I think you've got the sizes/models mismatched with the prices there, chief! 8D

Or Samsung burning to rip people off at the wrong end... AGAIN!

JonasBeckman
Senior Member



Posts: 17563
Joined: 2009-02-25

#5347850 Posted on: 10/19/2016 11:33 AM
Interesting thermal image and info, wonder if sticking some heat-sink type device on the controller might help along with some paste or pad for it, I don't really have any knowledge about cooling a SSD though but I assume it's similar to RAM cooling in principle?
(IE heat sink or fan to get the heat / hot air off the memory chips and in this case also the controller chip.)

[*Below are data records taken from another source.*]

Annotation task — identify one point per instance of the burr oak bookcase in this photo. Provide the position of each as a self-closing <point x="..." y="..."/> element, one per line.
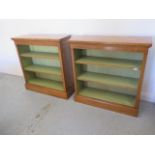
<point x="46" y="64"/>
<point x="108" y="71"/>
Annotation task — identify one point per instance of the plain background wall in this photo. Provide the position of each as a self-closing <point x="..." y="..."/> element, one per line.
<point x="9" y="62"/>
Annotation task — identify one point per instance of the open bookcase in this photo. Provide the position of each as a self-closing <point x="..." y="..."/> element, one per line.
<point x="45" y="63"/>
<point x="108" y="71"/>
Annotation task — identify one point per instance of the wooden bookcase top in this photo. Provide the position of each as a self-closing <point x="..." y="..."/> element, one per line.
<point x="48" y="37"/>
<point x="113" y="40"/>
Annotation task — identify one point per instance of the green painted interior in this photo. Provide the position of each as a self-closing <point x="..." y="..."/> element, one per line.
<point x="43" y="69"/>
<point x="115" y="63"/>
<point x="115" y="54"/>
<point x="108" y="75"/>
<point x="48" y="49"/>
<point x="111" y="71"/>
<point x="48" y="76"/>
<point x="46" y="62"/>
<point x="109" y="87"/>
<point x="41" y="55"/>
<point x="41" y="65"/>
<point x="108" y="96"/>
<point x="47" y="83"/>
<point x="110" y="81"/>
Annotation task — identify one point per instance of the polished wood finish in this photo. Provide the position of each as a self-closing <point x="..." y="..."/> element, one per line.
<point x="59" y="41"/>
<point x="111" y="43"/>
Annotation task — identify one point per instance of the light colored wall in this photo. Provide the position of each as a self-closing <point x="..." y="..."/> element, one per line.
<point x="8" y="28"/>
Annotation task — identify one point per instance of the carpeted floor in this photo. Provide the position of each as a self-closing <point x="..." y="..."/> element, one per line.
<point x="26" y="112"/>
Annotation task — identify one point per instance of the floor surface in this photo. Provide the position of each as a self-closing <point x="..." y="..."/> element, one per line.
<point x="27" y="112"/>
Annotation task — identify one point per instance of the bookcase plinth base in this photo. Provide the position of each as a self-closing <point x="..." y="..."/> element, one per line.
<point x="47" y="91"/>
<point x="106" y="105"/>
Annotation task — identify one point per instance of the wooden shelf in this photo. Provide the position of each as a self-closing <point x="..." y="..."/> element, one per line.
<point x="109" y="80"/>
<point x="47" y="83"/>
<point x="43" y="69"/>
<point x="40" y="55"/>
<point x="108" y="96"/>
<point x="108" y="62"/>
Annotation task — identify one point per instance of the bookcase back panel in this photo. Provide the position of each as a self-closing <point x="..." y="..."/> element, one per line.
<point x="108" y="75"/>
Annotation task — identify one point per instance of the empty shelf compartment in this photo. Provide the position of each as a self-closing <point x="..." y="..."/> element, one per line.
<point x="41" y="55"/>
<point x="116" y="63"/>
<point x="110" y="80"/>
<point x="43" y="69"/>
<point x="47" y="83"/>
<point x="108" y="96"/>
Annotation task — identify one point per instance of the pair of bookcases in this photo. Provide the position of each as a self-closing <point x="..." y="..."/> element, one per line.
<point x="107" y="71"/>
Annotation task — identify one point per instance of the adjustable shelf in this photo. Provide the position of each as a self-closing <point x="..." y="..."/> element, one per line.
<point x="108" y="96"/>
<point x="45" y="63"/>
<point x="109" y="80"/>
<point x="43" y="69"/>
<point x="47" y="83"/>
<point x="116" y="63"/>
<point x="108" y="71"/>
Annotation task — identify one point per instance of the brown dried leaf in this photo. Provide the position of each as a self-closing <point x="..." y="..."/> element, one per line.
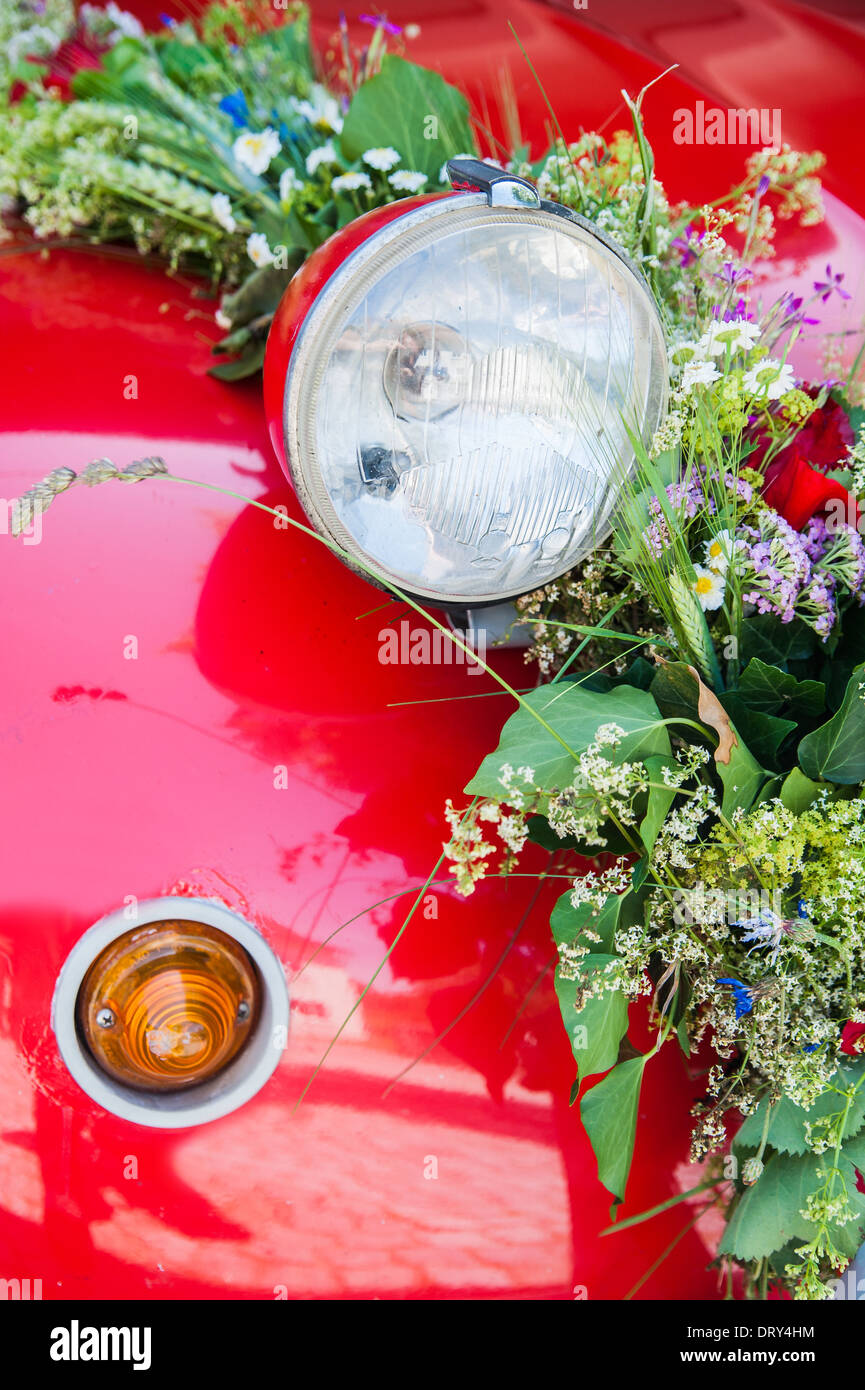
<point x="712" y="713"/>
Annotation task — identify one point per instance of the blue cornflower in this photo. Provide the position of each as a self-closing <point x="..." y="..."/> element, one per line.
<point x="741" y="994"/>
<point x="235" y="106"/>
<point x="766" y="929"/>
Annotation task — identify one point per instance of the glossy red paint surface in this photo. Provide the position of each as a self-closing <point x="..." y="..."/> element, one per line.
<point x="156" y="776"/>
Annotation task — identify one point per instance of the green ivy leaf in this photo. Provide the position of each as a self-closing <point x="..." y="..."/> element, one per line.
<point x="768" y="1214"/>
<point x="797" y="791"/>
<point x="609" y="1115"/>
<point x="659" y="799"/>
<point x="413" y="110"/>
<point x="769" y="690"/>
<point x="576" y="715"/>
<point x="764" y="635"/>
<point x="597" y="1029"/>
<point x="741" y="779"/>
<point x="836" y="749"/>
<point x="246" y="364"/>
<point x="762" y="733"/>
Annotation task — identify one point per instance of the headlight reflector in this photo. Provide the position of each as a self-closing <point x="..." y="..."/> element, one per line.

~70 degrees seems pretty hot to me after all so there's probably some room for improvement though how that's best done I wouldn't know.
(SSD water cooling? Overkill??)

(Five core controller chip though so that probably explains some of the heat, five cores seem a bit odd but I assume there's a reason for that too.)

DrunkenDonkey
Senior Member



Posts: 208
Joined: 2011-07-16

#5347851 Posted on: 10/19/2016 11:41 AM
Thing is, for us, casual users, all these make no sense. Yeah I do have nvme drive with 2.5g/s speed, I do have another with 500, and they are all the same in real world usage. Unless you are doing some big data crunching (sequential, mind you) like movie processing, all you care is 4k random read performance. Which in this drive is 38mb/s, pretty much the same on all current ssds on the market, give or take few mbs. Yeah, massive amount of parallel flash drives, fast controller, huge cache, predictions, etc, all great in benchmarks indeed, but when you load the game/program it tries to randomly read small bits of data here and there and the greatest, expensive ssd comes down to the cheapest one out there. Unless we get a completely different technology - non-volatile ram, the ssds won't benefit us more even if they can read/write terabytes per second.